The key goal of non-clinical safety evaluation prior to commencing clinical trials is the assessment of potential toxicity with respect to target organs, dose dependence, relationship to systemic exposure and reversibility. Use of in vitro systems such as different types of cultured cells cannot replicate the complex dynamic, interactive and multi-organ events that occur in vivo. Moreover, in vivo systems, by their nature, test the safety of parent drug and metabolites (which are often responsible for toxic effects). Assessment of metabolite toxicity in a cell-culture system is highly problematic: since metabolic capacity is often diminished or absent in cultured cell lines, an approach involving the use of metabolic activating systems (e.g. liver microsomes) or of individual metabolites, would need to be adopted. The former approach would lead to exposure of all cell types to the same range of (possibly unrepresentative) metabolites, and the latter approach would require the appropriate animal / human studies to be undertaken in order to achieve metabolite identification.

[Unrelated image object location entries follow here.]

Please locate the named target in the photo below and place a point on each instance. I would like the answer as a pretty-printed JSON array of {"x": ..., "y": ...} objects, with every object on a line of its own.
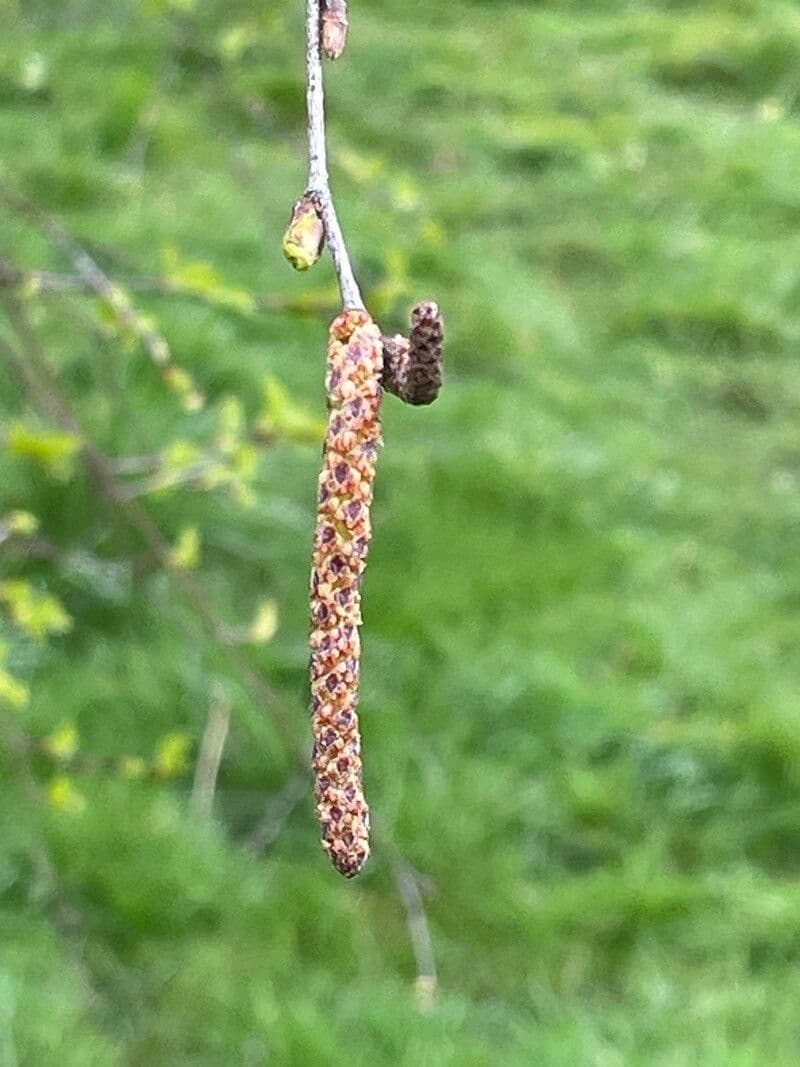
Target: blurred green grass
[{"x": 580, "y": 684}]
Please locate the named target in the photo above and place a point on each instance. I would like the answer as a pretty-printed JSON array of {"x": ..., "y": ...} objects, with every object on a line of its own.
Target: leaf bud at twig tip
[
  {"x": 334, "y": 28},
  {"x": 305, "y": 237}
]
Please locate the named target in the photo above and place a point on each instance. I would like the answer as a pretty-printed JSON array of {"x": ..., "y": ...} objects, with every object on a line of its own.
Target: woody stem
[{"x": 319, "y": 184}]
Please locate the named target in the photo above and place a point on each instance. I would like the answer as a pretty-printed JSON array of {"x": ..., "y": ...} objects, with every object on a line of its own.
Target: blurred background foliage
[{"x": 582, "y": 640}]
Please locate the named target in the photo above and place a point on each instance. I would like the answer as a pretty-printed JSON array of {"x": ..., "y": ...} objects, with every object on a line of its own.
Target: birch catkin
[{"x": 340, "y": 546}]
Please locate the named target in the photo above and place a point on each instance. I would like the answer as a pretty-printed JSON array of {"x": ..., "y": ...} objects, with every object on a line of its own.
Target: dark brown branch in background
[
  {"x": 34, "y": 371},
  {"x": 94, "y": 276}
]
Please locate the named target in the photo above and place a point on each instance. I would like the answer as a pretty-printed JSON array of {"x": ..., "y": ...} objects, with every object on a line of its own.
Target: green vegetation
[{"x": 582, "y": 638}]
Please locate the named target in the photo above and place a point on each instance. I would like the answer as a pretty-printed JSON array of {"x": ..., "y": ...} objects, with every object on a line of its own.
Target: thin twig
[
  {"x": 210, "y": 752},
  {"x": 319, "y": 184}
]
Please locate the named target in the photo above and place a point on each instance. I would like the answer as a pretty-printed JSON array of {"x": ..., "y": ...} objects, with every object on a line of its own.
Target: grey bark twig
[{"x": 319, "y": 182}]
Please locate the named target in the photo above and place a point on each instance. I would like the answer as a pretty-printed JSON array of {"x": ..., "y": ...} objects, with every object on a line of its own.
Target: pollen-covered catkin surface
[{"x": 340, "y": 546}]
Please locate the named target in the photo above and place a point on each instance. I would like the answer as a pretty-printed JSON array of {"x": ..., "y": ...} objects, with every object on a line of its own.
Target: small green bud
[{"x": 305, "y": 237}]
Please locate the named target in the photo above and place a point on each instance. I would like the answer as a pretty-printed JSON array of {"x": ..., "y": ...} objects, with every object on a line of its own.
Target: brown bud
[
  {"x": 305, "y": 237},
  {"x": 334, "y": 28},
  {"x": 413, "y": 365}
]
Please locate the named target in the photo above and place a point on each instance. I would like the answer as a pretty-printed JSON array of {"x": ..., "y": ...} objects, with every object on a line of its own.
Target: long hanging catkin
[{"x": 340, "y": 546}]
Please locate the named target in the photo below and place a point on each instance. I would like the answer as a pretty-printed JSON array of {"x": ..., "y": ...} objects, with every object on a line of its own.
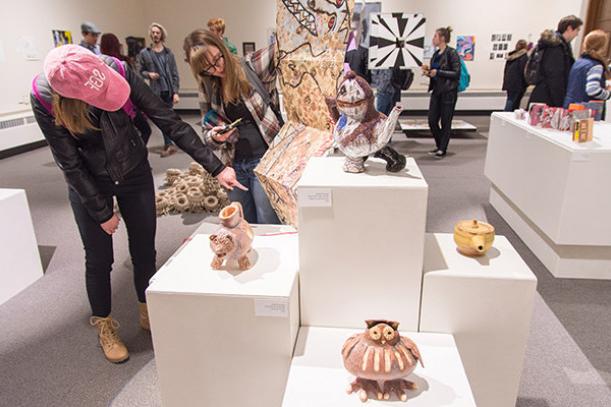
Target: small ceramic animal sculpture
[
  {"x": 473, "y": 238},
  {"x": 361, "y": 130},
  {"x": 380, "y": 359},
  {"x": 233, "y": 240}
]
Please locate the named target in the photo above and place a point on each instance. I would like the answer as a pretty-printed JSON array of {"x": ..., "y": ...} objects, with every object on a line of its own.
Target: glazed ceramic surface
[
  {"x": 473, "y": 238},
  {"x": 233, "y": 240},
  {"x": 380, "y": 358}
]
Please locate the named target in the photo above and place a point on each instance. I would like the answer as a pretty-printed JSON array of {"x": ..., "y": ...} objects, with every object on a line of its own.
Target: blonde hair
[
  {"x": 72, "y": 114},
  {"x": 595, "y": 44},
  {"x": 217, "y": 24},
  {"x": 164, "y": 33},
  {"x": 234, "y": 84}
]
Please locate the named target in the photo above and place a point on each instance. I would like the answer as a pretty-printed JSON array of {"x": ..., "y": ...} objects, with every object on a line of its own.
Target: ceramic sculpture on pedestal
[
  {"x": 233, "y": 240},
  {"x": 361, "y": 130},
  {"x": 380, "y": 359},
  {"x": 473, "y": 238}
]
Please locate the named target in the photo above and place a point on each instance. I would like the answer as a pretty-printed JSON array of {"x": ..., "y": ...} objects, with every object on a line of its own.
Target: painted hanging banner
[
  {"x": 465, "y": 46},
  {"x": 397, "y": 40}
]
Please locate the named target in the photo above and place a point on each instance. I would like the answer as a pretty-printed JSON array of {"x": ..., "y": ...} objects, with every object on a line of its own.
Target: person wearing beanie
[{"x": 82, "y": 104}]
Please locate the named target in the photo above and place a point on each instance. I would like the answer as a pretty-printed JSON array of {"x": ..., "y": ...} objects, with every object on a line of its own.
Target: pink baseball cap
[{"x": 75, "y": 72}]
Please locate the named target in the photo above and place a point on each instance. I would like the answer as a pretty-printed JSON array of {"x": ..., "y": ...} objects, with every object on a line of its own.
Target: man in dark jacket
[
  {"x": 157, "y": 64},
  {"x": 556, "y": 63},
  {"x": 514, "y": 81}
]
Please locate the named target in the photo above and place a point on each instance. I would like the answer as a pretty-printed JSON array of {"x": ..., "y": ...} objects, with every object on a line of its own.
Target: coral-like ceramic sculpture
[
  {"x": 361, "y": 130},
  {"x": 193, "y": 190},
  {"x": 380, "y": 359},
  {"x": 233, "y": 240}
]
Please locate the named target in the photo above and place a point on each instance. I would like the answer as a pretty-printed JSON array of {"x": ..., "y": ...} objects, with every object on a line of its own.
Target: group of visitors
[{"x": 550, "y": 66}]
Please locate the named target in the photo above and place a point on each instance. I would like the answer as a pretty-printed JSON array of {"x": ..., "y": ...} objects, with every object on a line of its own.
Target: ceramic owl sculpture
[
  {"x": 233, "y": 240},
  {"x": 380, "y": 359},
  {"x": 360, "y": 130}
]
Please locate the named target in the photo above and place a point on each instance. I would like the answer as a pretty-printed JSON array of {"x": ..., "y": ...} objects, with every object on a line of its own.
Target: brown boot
[
  {"x": 144, "y": 316},
  {"x": 114, "y": 349}
]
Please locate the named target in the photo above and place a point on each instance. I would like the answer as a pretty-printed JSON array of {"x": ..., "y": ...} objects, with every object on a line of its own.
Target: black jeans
[
  {"x": 441, "y": 109},
  {"x": 167, "y": 98},
  {"x": 136, "y": 200}
]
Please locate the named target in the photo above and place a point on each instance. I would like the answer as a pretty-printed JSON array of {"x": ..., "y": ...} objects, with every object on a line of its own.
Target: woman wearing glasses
[{"x": 230, "y": 89}]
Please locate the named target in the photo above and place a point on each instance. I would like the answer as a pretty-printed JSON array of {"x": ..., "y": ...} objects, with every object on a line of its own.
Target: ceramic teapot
[
  {"x": 233, "y": 240},
  {"x": 473, "y": 238}
]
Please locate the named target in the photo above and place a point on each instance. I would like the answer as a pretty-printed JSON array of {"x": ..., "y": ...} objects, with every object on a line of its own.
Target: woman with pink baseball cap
[{"x": 83, "y": 105}]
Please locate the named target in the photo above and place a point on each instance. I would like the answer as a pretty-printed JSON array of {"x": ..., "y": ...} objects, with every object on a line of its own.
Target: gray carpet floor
[{"x": 49, "y": 355}]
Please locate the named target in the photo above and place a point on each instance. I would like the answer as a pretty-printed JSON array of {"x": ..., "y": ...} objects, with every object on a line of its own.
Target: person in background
[
  {"x": 233, "y": 88},
  {"x": 444, "y": 72},
  {"x": 157, "y": 64},
  {"x": 217, "y": 26},
  {"x": 79, "y": 103},
  {"x": 556, "y": 63},
  {"x": 514, "y": 81},
  {"x": 110, "y": 45},
  {"x": 90, "y": 37},
  {"x": 587, "y": 79}
]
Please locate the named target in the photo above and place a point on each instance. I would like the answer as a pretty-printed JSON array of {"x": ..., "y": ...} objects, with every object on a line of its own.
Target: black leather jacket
[
  {"x": 448, "y": 75},
  {"x": 116, "y": 149}
]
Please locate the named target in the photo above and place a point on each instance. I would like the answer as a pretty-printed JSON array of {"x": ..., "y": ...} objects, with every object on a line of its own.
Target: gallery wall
[{"x": 31, "y": 21}]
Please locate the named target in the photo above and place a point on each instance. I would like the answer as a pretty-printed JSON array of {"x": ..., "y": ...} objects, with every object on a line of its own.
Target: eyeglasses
[{"x": 214, "y": 65}]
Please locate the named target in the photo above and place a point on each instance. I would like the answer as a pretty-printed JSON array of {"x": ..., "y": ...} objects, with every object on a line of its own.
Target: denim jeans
[{"x": 256, "y": 205}]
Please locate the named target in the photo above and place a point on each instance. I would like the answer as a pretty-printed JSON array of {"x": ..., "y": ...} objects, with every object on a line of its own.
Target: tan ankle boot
[
  {"x": 144, "y": 316},
  {"x": 114, "y": 349}
]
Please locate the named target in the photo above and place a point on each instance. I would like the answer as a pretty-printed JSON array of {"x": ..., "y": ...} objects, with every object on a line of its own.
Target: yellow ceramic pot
[{"x": 473, "y": 238}]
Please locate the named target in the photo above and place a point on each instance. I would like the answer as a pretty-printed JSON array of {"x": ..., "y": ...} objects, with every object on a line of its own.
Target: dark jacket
[
  {"x": 514, "y": 81},
  {"x": 554, "y": 70},
  {"x": 448, "y": 74},
  {"x": 117, "y": 148},
  {"x": 578, "y": 80},
  {"x": 146, "y": 63}
]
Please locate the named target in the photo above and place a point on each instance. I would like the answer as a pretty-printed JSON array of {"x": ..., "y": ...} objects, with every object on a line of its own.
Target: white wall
[{"x": 34, "y": 19}]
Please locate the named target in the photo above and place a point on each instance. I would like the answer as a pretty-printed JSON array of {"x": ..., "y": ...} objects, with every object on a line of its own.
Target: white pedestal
[
  {"x": 225, "y": 338},
  {"x": 487, "y": 304},
  {"x": 554, "y": 193},
  {"x": 361, "y": 239},
  {"x": 318, "y": 378},
  {"x": 19, "y": 250}
]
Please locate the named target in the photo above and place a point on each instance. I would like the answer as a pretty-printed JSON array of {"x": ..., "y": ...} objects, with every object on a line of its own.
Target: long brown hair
[
  {"x": 234, "y": 84},
  {"x": 72, "y": 114}
]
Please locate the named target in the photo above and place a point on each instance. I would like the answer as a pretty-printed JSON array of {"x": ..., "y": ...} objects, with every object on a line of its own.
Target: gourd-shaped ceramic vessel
[
  {"x": 473, "y": 238},
  {"x": 380, "y": 358},
  {"x": 233, "y": 240}
]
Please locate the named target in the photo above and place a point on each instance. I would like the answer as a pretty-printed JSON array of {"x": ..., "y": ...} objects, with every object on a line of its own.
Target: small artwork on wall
[
  {"x": 248, "y": 48},
  {"x": 61, "y": 37}
]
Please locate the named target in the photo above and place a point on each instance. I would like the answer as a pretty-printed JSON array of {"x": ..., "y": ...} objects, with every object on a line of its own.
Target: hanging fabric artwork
[{"x": 397, "y": 40}]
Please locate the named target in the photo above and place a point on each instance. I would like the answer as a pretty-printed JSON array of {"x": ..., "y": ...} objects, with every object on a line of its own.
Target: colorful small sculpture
[
  {"x": 473, "y": 238},
  {"x": 361, "y": 130},
  {"x": 233, "y": 240},
  {"x": 380, "y": 358}
]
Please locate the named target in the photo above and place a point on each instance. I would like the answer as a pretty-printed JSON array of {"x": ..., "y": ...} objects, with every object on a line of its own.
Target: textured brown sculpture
[
  {"x": 233, "y": 241},
  {"x": 380, "y": 359}
]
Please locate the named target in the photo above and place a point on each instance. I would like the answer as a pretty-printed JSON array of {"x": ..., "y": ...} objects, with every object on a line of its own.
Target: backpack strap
[{"x": 43, "y": 101}]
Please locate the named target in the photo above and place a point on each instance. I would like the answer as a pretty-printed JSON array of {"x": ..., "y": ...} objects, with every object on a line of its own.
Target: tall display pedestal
[
  {"x": 487, "y": 304},
  {"x": 554, "y": 193},
  {"x": 225, "y": 338},
  {"x": 20, "y": 257},
  {"x": 361, "y": 241},
  {"x": 318, "y": 377}
]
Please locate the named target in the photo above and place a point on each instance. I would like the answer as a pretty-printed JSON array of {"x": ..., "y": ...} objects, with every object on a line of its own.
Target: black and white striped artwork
[{"x": 397, "y": 39}]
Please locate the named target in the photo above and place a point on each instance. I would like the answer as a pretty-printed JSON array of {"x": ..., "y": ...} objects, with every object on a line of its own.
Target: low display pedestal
[
  {"x": 361, "y": 240},
  {"x": 225, "y": 338},
  {"x": 554, "y": 193},
  {"x": 318, "y": 378},
  {"x": 487, "y": 304},
  {"x": 20, "y": 257}
]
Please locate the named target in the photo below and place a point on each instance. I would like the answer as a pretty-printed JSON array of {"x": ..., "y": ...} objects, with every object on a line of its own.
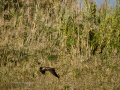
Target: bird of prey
[{"x": 52, "y": 70}]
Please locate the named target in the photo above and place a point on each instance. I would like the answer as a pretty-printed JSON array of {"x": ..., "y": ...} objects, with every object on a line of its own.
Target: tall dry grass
[{"x": 82, "y": 43}]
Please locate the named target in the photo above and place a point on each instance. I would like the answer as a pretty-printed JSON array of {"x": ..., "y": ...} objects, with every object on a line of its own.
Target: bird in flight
[{"x": 52, "y": 70}]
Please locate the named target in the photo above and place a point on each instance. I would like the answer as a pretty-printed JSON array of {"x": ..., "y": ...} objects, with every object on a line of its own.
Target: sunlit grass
[{"x": 83, "y": 44}]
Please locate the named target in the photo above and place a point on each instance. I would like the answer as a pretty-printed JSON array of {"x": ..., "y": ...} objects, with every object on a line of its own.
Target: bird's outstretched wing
[{"x": 52, "y": 70}]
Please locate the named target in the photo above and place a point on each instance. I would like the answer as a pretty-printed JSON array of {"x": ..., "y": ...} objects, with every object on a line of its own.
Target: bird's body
[{"x": 52, "y": 70}]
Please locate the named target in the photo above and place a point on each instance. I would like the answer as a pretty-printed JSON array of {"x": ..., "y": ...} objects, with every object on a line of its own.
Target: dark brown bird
[{"x": 52, "y": 70}]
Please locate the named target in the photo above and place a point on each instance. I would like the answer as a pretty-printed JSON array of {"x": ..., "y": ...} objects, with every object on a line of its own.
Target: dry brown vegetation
[{"x": 82, "y": 43}]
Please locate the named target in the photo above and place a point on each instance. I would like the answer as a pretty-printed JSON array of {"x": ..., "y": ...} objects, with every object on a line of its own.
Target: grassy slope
[{"x": 82, "y": 44}]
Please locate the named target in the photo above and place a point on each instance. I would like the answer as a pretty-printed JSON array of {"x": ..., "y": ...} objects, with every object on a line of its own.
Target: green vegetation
[{"x": 82, "y": 43}]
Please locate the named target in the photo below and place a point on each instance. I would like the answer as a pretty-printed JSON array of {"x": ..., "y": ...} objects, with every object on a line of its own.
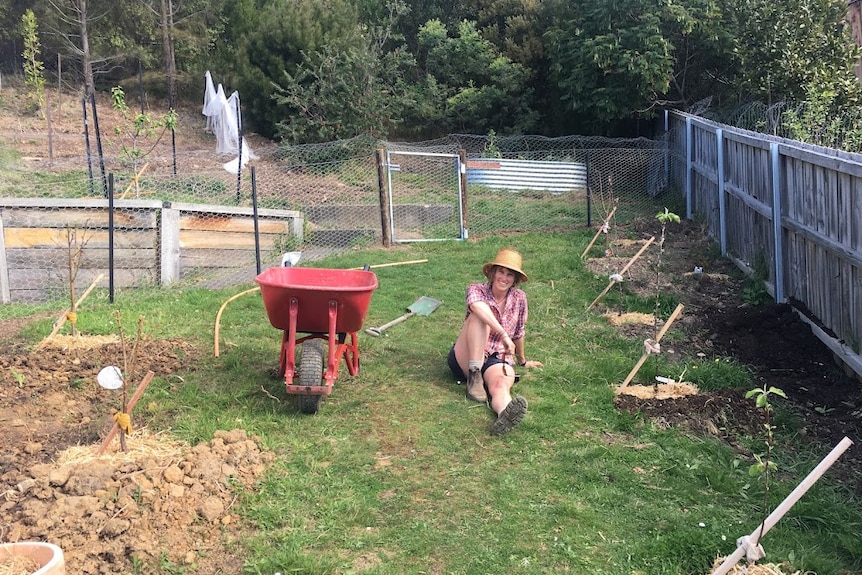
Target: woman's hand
[{"x": 509, "y": 345}]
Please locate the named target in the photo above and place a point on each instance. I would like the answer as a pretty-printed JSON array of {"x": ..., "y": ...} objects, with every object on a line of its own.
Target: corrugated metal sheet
[{"x": 527, "y": 174}]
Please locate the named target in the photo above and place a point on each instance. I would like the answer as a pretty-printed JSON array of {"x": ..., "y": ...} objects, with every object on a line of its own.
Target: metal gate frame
[{"x": 460, "y": 169}]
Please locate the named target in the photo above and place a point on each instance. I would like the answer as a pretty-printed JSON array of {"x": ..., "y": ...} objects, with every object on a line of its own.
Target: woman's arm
[
  {"x": 521, "y": 356},
  {"x": 483, "y": 312}
]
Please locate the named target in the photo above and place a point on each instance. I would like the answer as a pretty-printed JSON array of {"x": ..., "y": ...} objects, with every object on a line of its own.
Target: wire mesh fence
[{"x": 181, "y": 215}]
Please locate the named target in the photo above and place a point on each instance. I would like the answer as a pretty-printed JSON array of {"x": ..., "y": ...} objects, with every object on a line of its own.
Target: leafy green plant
[
  {"x": 763, "y": 464},
  {"x": 754, "y": 290},
  {"x": 138, "y": 130},
  {"x": 34, "y": 69}
]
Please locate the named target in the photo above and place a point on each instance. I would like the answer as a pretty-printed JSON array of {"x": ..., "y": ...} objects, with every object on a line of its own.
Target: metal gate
[{"x": 425, "y": 197}]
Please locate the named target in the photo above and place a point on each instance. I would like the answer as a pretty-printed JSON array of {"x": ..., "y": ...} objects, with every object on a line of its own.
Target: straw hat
[{"x": 506, "y": 258}]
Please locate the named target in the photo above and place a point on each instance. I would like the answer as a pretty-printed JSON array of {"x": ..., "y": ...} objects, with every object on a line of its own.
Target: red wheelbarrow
[{"x": 325, "y": 305}]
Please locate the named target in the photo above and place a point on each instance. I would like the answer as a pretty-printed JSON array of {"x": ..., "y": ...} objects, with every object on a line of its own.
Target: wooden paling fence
[{"x": 788, "y": 210}]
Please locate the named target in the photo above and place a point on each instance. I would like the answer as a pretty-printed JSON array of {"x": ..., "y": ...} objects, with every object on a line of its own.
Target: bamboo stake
[
  {"x": 135, "y": 397},
  {"x": 621, "y": 272},
  {"x": 658, "y": 337},
  {"x": 221, "y": 309},
  {"x": 598, "y": 233},
  {"x": 134, "y": 181},
  {"x": 61, "y": 321},
  {"x": 785, "y": 506}
]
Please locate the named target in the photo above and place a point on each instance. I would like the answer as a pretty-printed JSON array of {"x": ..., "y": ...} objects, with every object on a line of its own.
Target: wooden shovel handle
[{"x": 376, "y": 331}]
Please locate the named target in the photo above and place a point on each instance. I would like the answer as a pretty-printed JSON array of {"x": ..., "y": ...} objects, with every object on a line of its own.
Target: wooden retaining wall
[
  {"x": 791, "y": 210},
  {"x": 154, "y": 243}
]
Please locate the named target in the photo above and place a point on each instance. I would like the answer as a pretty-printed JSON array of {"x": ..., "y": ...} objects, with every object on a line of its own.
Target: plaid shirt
[{"x": 513, "y": 317}]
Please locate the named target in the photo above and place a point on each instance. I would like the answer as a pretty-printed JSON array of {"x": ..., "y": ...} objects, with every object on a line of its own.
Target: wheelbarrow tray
[{"x": 314, "y": 289}]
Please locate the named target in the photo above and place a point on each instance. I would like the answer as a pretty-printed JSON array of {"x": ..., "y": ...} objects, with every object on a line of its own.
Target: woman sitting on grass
[{"x": 492, "y": 339}]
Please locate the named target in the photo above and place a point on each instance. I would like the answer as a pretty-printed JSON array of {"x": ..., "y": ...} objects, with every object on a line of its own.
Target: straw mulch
[
  {"x": 17, "y": 565},
  {"x": 659, "y": 391},
  {"x": 630, "y": 318},
  {"x": 62, "y": 341},
  {"x": 141, "y": 444}
]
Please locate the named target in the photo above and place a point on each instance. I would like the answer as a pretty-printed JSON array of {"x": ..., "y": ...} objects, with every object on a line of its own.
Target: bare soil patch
[{"x": 772, "y": 340}]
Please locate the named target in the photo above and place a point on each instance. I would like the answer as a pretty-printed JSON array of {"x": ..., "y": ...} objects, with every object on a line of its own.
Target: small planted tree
[
  {"x": 138, "y": 134},
  {"x": 763, "y": 465},
  {"x": 34, "y": 69}
]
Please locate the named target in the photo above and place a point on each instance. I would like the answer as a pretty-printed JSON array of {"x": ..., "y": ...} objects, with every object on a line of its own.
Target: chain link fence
[{"x": 181, "y": 216}]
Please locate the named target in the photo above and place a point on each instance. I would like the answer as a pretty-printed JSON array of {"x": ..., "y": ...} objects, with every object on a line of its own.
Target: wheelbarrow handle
[{"x": 377, "y": 331}]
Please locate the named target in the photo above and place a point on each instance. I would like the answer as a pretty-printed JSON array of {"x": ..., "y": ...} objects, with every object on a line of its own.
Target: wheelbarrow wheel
[{"x": 311, "y": 374}]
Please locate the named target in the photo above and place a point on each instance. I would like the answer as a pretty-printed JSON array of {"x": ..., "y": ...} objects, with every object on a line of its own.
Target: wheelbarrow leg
[
  {"x": 331, "y": 365},
  {"x": 290, "y": 367}
]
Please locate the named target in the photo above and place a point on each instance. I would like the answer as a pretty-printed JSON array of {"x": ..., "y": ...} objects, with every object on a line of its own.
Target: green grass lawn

In the UK there are three schemes under which clinical trials in patients can be undertaken. These are:

  • Clinical Trial Certificate (CTC): This scheme is used only in those exceptional cases where a thorough evaluation of the data is necessary in order to ensure the safety of the clinical trial patients. Data requirements are similar to those for a Marketing Authorisation Application (MAA).
  • Doctors' and Dentists' Exemption (DDX): Under this scheme doctors and dentists notify the Medicines Control Agency of their intention to carry out a clinical trial. The trials are normally of the "proof-of-concept" type in which a well-established drug undergoes a preliminary assessment of efficacy (and safety) in a new indication.
  • Clinical Trial Exemption (CTX): The Medicines (Exemption from Licences and Certificates)(Clinical Trials) Order 1995 (SI 1995/2809) is made under the Medicines Act 1968 and provides the statutory basis for the CTX Scheme. Any company or other organisation wishing to undertake a clinical trial under this scheme must apply to the Medicines Control Agency and provide details of the intended trial and summaries of pharmaceutical data and of reports and evaluations of any experimental and biological studies and of the preclinical or laboratory studies carried out with each product or its constituents which, in the view of the supplier, are relevant to the assessment of safety, quality and efficacy of the product, together with references to relevant publications or other clinical trials. Monitoring for safety should be designed bearing in mind the pattern of toxicity in animal studies, i.e. more extensive monitoring should be conducted with relation to the system showing target organ toxicity.

Animal studies perform several vital functions in drug development. Although a number of in vitro techniques are now employed, overwhelming technical difficulties remain to be solved before suitable and validated alternatives can be established to replace current practice, particularly for studies on target organ toxicity, reproductive toxicity and carcinogenicity.